The nation is set for a bumpy, yet glorious, relationship with its new tennis child.

He is the tennis son and brother we thought we might never have. In our hearts we always knew that the worst thing about these past years of Henman and Rusedski was the thought that sometime soon they would not be around for us to moan at. Especially with no Briton seeded at Wimbledon, for the first time in 10 years. Along comes Andy Murray, and our sporting home can happily moan again.

“Fears continue,” a national news bulletin announced gloomily last Thursday evening, “about Andy Murray’s form.” The nation’s new tennis child had just lost in three sets and a howling gale in the third round at Nottingham. What’s more, he had cursed under his breath and thrown his racket around when things went pear-shaped in the final set. Tut-tut, that will never do at Wimbledon.

But of course it will. Part of the bond formed so instantly between Britain (yes, we can adopt Scotland quick enough when we want to) and Master Murray last summer was the sense of shambolic indiscipline that matched his outrageous talent. He might be beating the big boys to get to the third round at Wimbledon and Queen’s but half the time he looked as much in need of a doctor as a coach – wobbling in the Stella, wilting at Wimbledon.

The boy couldn’t be eating properly. Perhaps he ought to have a better breakfast, stop wasting time with his Playstation, maybe even cut his hair. This ‘Kevin the unhealthy teenager’ image has been reinforced for us in the fleeting non-Wimbledon moments when tennis takes the attention. Murray was sick on court in a five-setter at the US Open, he got injured just before the Davis Cup and could only play doubles, and he began last week by needing five minutes of treatment to his right leg mid-match at Nottingham.
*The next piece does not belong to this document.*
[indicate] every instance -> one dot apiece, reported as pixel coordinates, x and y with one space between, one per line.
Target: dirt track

He even got censured for that most shocking of sports offences – the ‘audible obscenity’. Gosh, now we really do have almost the perfect ‘vulnerable bad boy’ image to fuss about as Wimbledon looms. All we need is for him to be knocked out in the first round, as he was in both the Australian and French Opens this year, and the cry can go up “whatever’s happened to Andy Murray?” or better still, the bar-room’s perennially least-deserved question whenever Henman finally exited, “why is he so useless?”

The true excitement is the talent and potential that lie beneath, the hardly-breathed thought that this boy in our tennis house might actually be the real thing. Didn’t the head of the LTA say only a week ago that Andy Murray was “our prize asset”? Didn’t we see it for ourselves when Murray lined up against Max Mirnyi, the fabled ‘Beast of Belarus’, at Nottingham on Wednesday.
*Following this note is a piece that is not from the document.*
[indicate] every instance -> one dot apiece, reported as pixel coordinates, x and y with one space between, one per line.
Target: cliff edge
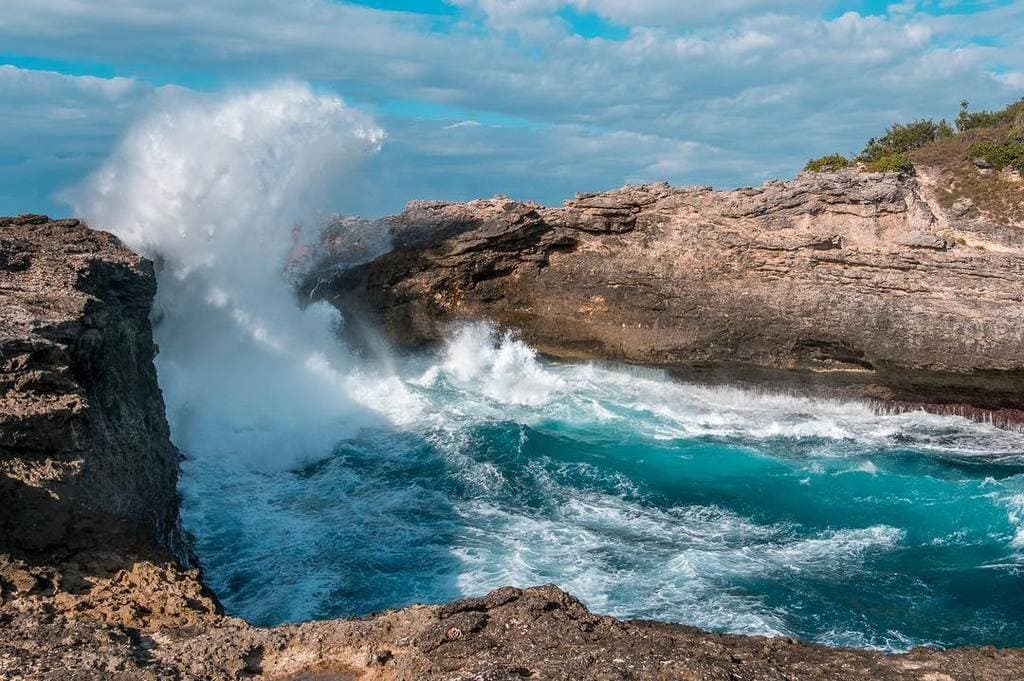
862 285
88 509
The point of this match was not that Andy Murray won it (7-6, 6-4) but how much it told us about him. For a start, the very first glimpse reminds you that this is still an immature physical specimen. The 28-year-old Minsk-born Max gets his ‘Beast’ nickname because of his hunk-like 6ft 5in, 14½-stone frame which can thunder down untouchable 140 mph serves. Opposite him, 19-year-old Andy can hardly pack 11 stone into his still unfilled 6ft 1in frame. He had a big supporting boot on his left ankle. He looked like a gangly puppy in front of a lion.
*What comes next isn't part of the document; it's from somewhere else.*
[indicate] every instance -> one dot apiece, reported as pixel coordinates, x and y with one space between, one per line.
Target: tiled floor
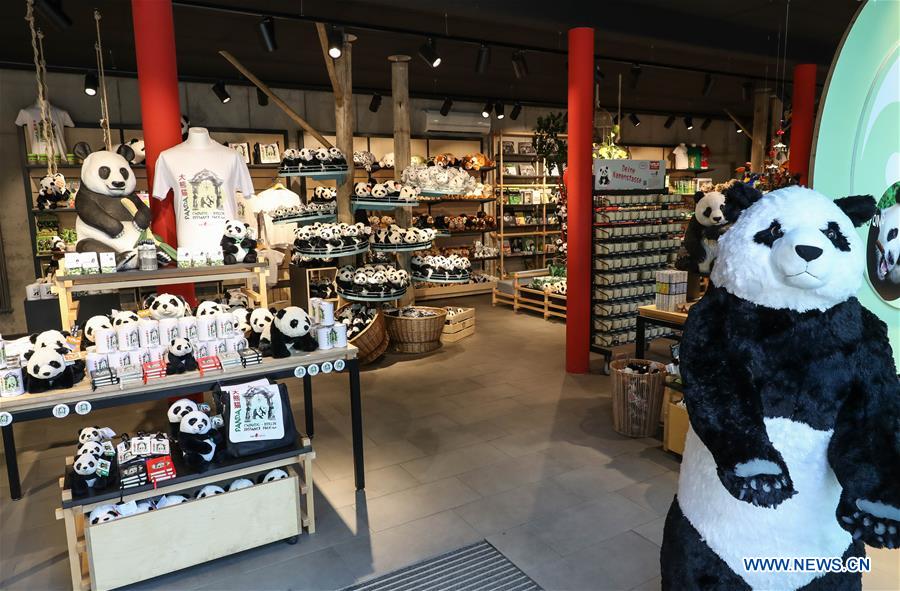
486 438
For three games he played like one, his spiky face squinting out geekily under the white cap as the Beast’s thunderbolts crashed past. He may have been playing tennis since he was three, have first played abroad (in Rouen) when he was nine, and won the US Open Juniors at 17, but this is still very much an adolescent athlete. He will need at least a stone of meat and muscle before he gets anywhere near the maturity of the 6ft 1in, but 13½ stone Rafael Nadal, only 11 months his senior.

But then the innate competitive intelligence began to take over. He started to read the serve, that wonderful cross-court forehand twice left Mirnyi helpless and, best of all, a perfectly executed lob cast doubt on the Beast’s evident intention of crowding out the net.

On the first point of the tie-break Murray dared a drop shot and you could see the bafflement in Mirnyi. Into the second set and the increasing gale and the pattern continued. Murray had out-thought and out-played him. So next day Andy got blown over in the third set in even worse conditions by Andreas Seppi but on Wednesday we could see how Andy Murray took David Nalbandian to five at last year’s Wimbledon, how he beat Roddick and Hewitt on the way to that first ATP title at San Jose.

The question now is how do we and he cope with the fever of expectation? The answer is to realise how lucky both of us are to have it. For him the next two weeks will put him into the madness of the media forest fire. But he already knows that comes with the territory and that, tennis permitting, riches arrive to match the fame.

For us there will be plenty of our own family-type worries up ahead. He must get himself a coach and avoid a sense of powerful teenage willfulness that sometimes looms. But we only have to listen to the measured, self-deprecating maturity of his interviews to realise that part of his head is very much in tune. It will no doubt be, at times, a bumpy relationship. But it could be a glorious one. For us, to magnificently misquote Tennyson: “let there be less moaning at the bar.”